Bodies in Antispace: Mitchell's City of Bits

Linda Kim

Mitchell attempts to "reimagine architecture and urbanism" within the context of digital telecommunications in his text, City of Bits. His vision of "digitally mediated environments" raises some questions fundamental to human nature and the future of society.

The worldwide computer network - the electronic agora - subverts, displaces, and radically redefines our notions of gathering place, community, and urban life" (chapter 2).

This redefined notion of community is one that is centered on the unit of the computer, as the crux of social interaction and the gateway to information and possibilities. The idea of "going" somewhere is seriously challenged and questioned. Why go somewhere when all becomes possible from anywhere? Mitchell's City of Bits can quickly become ghost town. To "surf" becomes metaphor. Three-dimensional gratification of the senses becomes rare, museums and libraries themselves become incorporeal and digital. In a rather creepy fashion, physicality becomes increasingly nullified until void. The loss of the sense of touch, the physicality of actually being somewhere is rarely addressed. Mitchell writes that the Net is antispatial and ambient, yet within this indeterminacy lies a revolutionary mode of communication and interaction. This "incorporeal world of the Net" in turn creates disembodied inhabitants. The notion of "a face-to-face human conversation" or even live, synchronous telephone conversations really have no place in Mitchell's City of Bits, and do not really seem to be missed, posing the possibility of permanently disembodied individuals.

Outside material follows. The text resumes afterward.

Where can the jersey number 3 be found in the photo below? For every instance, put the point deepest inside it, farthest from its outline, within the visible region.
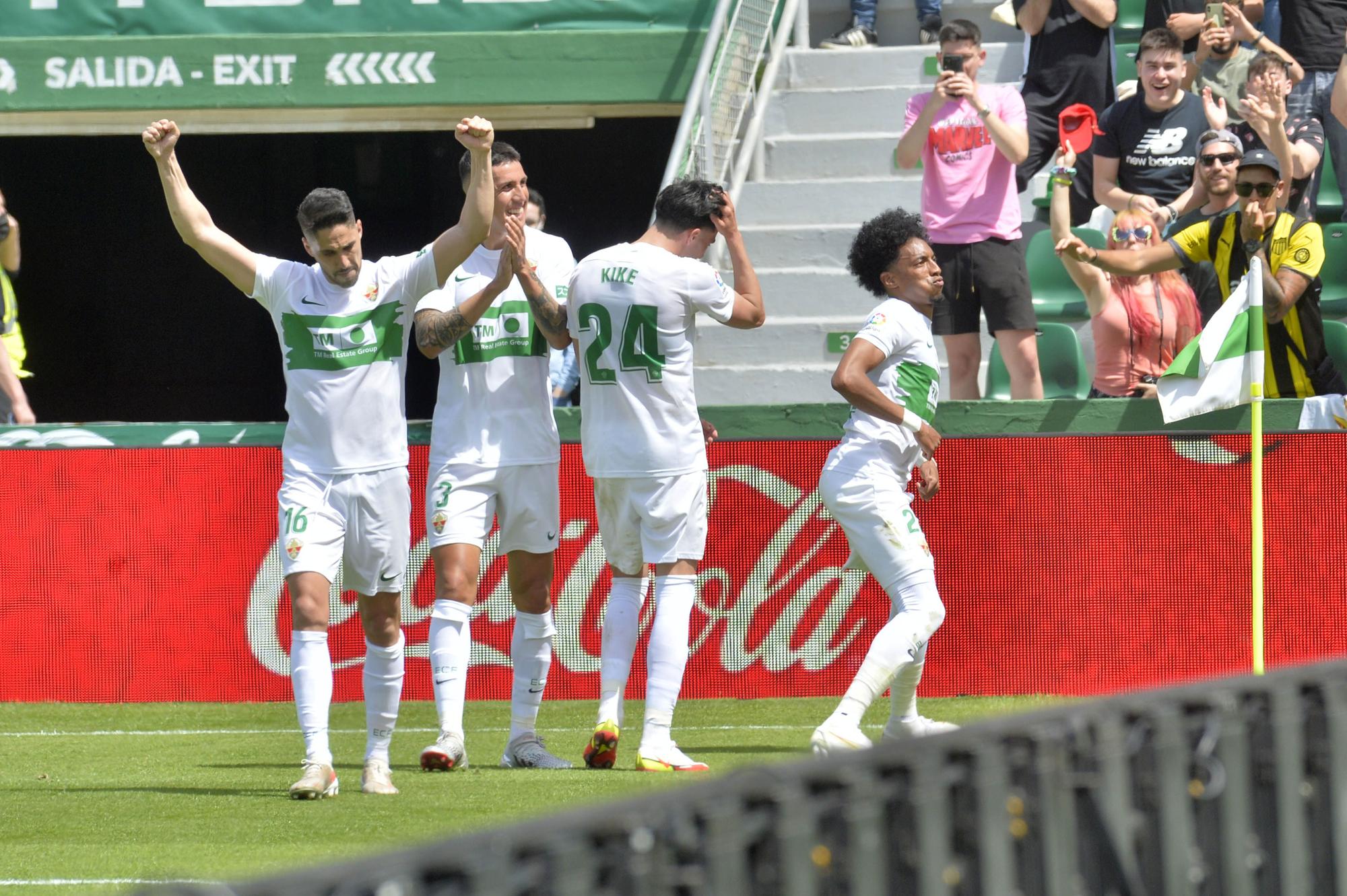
(638, 350)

Where are the boundaries between the "disembodied electronic identity" and the actual subject? Personal identity and human interaction have an element of invisibility and manipulation on the Net. Mitchell writes that the "Net's despatialization of interaction destroys the geocode's key. There is no such thing as a better address, and you cannot attempt to define yourself by being seen in the right places in the right company." However, Mitchell does not seem to realize that people do not actually 'live' in this space.

In Chapter 4, Mitchell discusses the possibilities that "movements could be monitored continuously..." or that "there might be some behavior-monitoring capacity built into an anklet or implant, together with a drug-release mechanism" with mildly appalling nonchalance and apparent disregard for the implications these possibilities hold. Yes, these devices are discussed with the criminal in mind, but taken a couple of steps further... It seems that Mitchell is so enraptured and caught up with the positive possibilities of digital communications that he only superficially acknowledges its more sober implications.

The act of turning the computer "off" takes on new significance. Going "off-line" and leaving this digitally mediated environment becomes increasingly difficult, if not impossible.